Столкновение с «черной смертью», оказалось весьма чувствительным для солдат и танков, над чьими головами они безнаказанно сновали туда и сюда. Долгожданные истребители появились в самом конце налета, когда смертоносные осы уже почти израсходовали свои арсеналы и покидали поле боя.
Другим неприятным сюрпризом, что число противотанковых батарей на подступах к Арбузово увеличилось, вопреки ожиданиям Манштейна. За время передышки Рокоссовский не только смог подтянуть резервы к месту наступления противника, но и снял пушки с мгинского направления и перебросил их под Арбузово.
Риск был большим. Генерал буквально оголил оборону Мги, но он окупился сторицей. Именно благодаря этим действиям блистательный танковый прорыв вермахта был переведен в откровенно позиционную борьбу.
Третьим, но далеко не последним, было то, что советские истребители не позволяли летчикам «люфтваффе» помочь своим наземным частям. Краснозвездные самолеты, если не потеснили противника с неба, то не позволили ему на нем хозяйничать.

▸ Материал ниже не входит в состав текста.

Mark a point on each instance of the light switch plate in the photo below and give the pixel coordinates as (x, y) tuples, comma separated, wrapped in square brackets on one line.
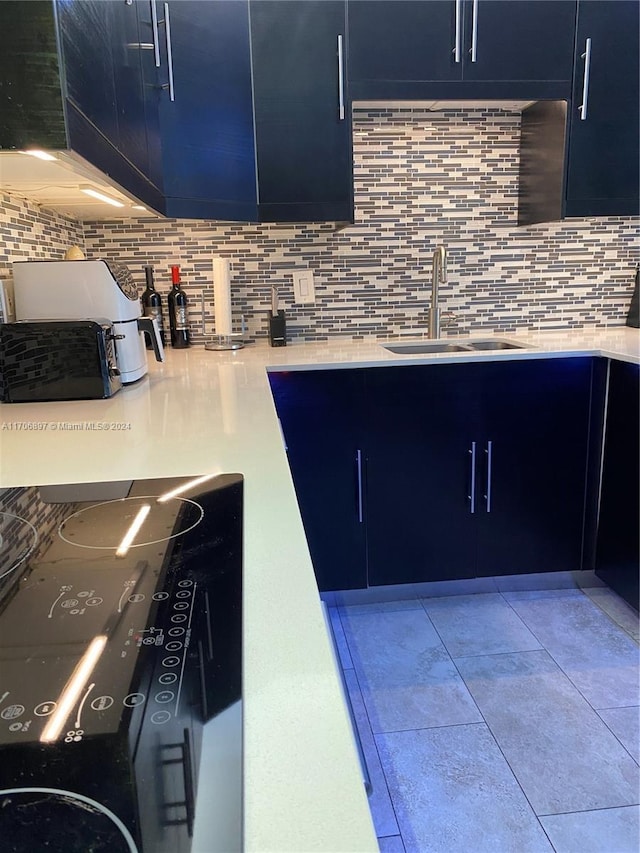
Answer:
[(303, 286)]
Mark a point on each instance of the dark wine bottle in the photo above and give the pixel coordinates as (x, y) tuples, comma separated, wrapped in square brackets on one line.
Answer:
[(152, 305), (180, 337)]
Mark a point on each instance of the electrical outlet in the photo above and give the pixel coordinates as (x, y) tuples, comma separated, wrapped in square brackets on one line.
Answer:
[(303, 286)]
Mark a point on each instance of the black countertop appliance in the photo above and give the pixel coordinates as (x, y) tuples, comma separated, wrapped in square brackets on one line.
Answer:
[(120, 635)]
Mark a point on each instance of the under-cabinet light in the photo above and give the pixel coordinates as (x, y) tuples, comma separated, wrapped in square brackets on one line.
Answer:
[(185, 488), (41, 155), (101, 197)]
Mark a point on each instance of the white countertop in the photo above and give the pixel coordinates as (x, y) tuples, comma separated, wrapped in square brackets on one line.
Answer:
[(205, 411)]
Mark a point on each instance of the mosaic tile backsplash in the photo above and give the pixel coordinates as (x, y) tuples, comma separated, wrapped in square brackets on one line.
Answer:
[(421, 179)]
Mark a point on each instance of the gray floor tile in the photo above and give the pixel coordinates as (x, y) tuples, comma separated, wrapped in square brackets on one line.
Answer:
[(391, 844), (384, 818), (453, 791), (599, 658), (625, 724), (407, 678), (559, 749), (617, 608), (341, 641), (603, 831), (479, 624)]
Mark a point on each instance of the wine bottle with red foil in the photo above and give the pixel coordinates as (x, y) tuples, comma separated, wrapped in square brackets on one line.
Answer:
[(152, 305), (180, 337)]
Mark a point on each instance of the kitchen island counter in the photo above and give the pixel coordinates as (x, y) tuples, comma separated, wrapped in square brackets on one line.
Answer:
[(201, 412)]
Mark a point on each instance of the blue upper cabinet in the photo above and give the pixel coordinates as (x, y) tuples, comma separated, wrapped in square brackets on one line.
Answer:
[(302, 123), (604, 151), (411, 49)]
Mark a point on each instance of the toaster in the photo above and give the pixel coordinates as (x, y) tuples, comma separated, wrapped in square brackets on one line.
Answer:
[(57, 360)]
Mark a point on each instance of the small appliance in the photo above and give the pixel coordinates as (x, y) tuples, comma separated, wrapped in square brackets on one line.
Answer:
[(120, 636), (57, 360), (81, 290)]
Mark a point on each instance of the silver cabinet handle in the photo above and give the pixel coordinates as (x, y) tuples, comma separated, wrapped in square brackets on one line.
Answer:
[(489, 454), (457, 49), (585, 82), (340, 79), (154, 30), (474, 31), (167, 31), (359, 468), (472, 496)]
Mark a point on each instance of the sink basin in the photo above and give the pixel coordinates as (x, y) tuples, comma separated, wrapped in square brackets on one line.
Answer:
[(418, 348), (425, 347)]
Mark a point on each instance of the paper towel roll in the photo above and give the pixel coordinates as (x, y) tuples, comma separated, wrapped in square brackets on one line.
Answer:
[(222, 295)]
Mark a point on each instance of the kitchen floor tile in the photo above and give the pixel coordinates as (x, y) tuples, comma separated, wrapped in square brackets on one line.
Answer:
[(602, 831), (625, 724), (479, 624), (391, 844), (384, 818), (559, 749), (617, 608), (407, 678), (453, 791), (341, 641), (602, 661)]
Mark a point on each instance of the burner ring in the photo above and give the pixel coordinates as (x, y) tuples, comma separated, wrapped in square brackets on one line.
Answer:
[(152, 499), (5, 543)]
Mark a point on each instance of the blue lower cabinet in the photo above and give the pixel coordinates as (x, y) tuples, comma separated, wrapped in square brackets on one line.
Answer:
[(532, 466), (618, 539), (320, 413), (439, 472)]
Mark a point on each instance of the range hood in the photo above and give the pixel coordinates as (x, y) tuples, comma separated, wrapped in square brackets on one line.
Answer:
[(63, 183)]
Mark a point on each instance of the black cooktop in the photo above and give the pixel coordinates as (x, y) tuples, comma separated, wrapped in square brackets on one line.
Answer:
[(120, 629)]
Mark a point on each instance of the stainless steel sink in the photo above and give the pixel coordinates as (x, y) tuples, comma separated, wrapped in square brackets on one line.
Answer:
[(418, 348), (467, 345)]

Все взятое вместе позволили немцам, ценой серьезных потерь выйти к окраинам Арбузово и взять несколько домов. Под натиском танков и пехоты советская оборона продавливалась, но долгожданного прорыва так и не состоялось.
Желая оправдать неудачу своих действий, Манштейн возложил всю ответственность на бездействие «шлиссельбургской группировки» генерала Скотти.
— Если бы он только ударил по русским в районе Марьино, ситуация на фронте переменилась в нашу пользу. И мои бы танки стояли бы сейчас не у Арбузово, а праздновали бы победу в районе Дубровки! Почему вы не отдали такой приказ генералу Скотти? Ведь это так очевидно? — излагал он по телефону, прописные истины Цейтлеру.
Генералу это тоже было очевидно, но было ещё кое-что, что не вписывалось привычную схему Манштейна.
— Фюрер запретил генералу Скотти наступать вам навстречу — огорошил собеседника начштаб.
— Почему? — изумился Манштейн.
— Согласно докладу генерала, для того, чтобы прорвать оборону противника, он должен снять войска в районе Липки, а это создает угрозу прорыва обороны противником.
— Липки можно оборонять малыми силами!
— Генерал Скотти иного мнения по этому поводу и фюрер полностью с ним согласен. «Ради прорыва мы не можем рисковать всем побережьем Ладоги» — сказал он при обсуждении со мной по телефону положения ваших войск под Петербургом и я не в силах отменить его приказ — Цейтлер говорил полную правду, но в его голосе Манштейн отчетливо слышал нотку штабника прогибающегося перед верховной властью. Это стало неотъемлемой частью немецкого генерального штаба после удаления из него генералов Бека и Фриче.
— Думаю, что мне следует позвонить ему в ставку и попытаться переубедить его — высказал предположение Манштейн. Как личный посланник фюрера он мог себе позволить подобный шаг, но собеседник не разделял его намерений.
— Вы, конечно, можете позвонить в ставку, но не думаю, что вы сможете заставить фюрера изменить принятое решение. На сегодня Паулюс буксует под Сталинградом. Лист топчется на перевалах Кавказа, Модель из последних сил борется за Ржев. Все это вызывает у фюрера недовольство действиями вермахта. Надеюсь, вы понимаете, о чем я говорю.
Опасаясь подслушивания со стороны спецслужб, Цейтлер перешел к намекам и иносказанию и Манштейн его прекрасно понял. Когда дела на фронтах не ладились, Гитлер начинал искать виновников этих неудач в своем окружении. И судьба генералов обвиненных фюрером в провале наступления на Москву, Петербург и Ростов была тому наглядным примером.
— И что мне прикажите делать? Продолжать выдавливать русских из Арбузово тратя на это последние силы? — с гневным упреком бросил в трубку Манштейн.
— Почему свои последние силы? — немедленно откликнулся на его слова Цейтлер. — В вашем распоряжении есть союзные соединения и добровольческие части СС. Пустите их в дело, пусть помогут вам склонить чашу победы в свою сторону.
— Они скверно наступают. На одного союзного солдата в наступлении необходимо три солдата вермахта, которые будут толкать его прикладами в спину — солдатским фольклором ответил Манштейн, но собеседник не принял его тона.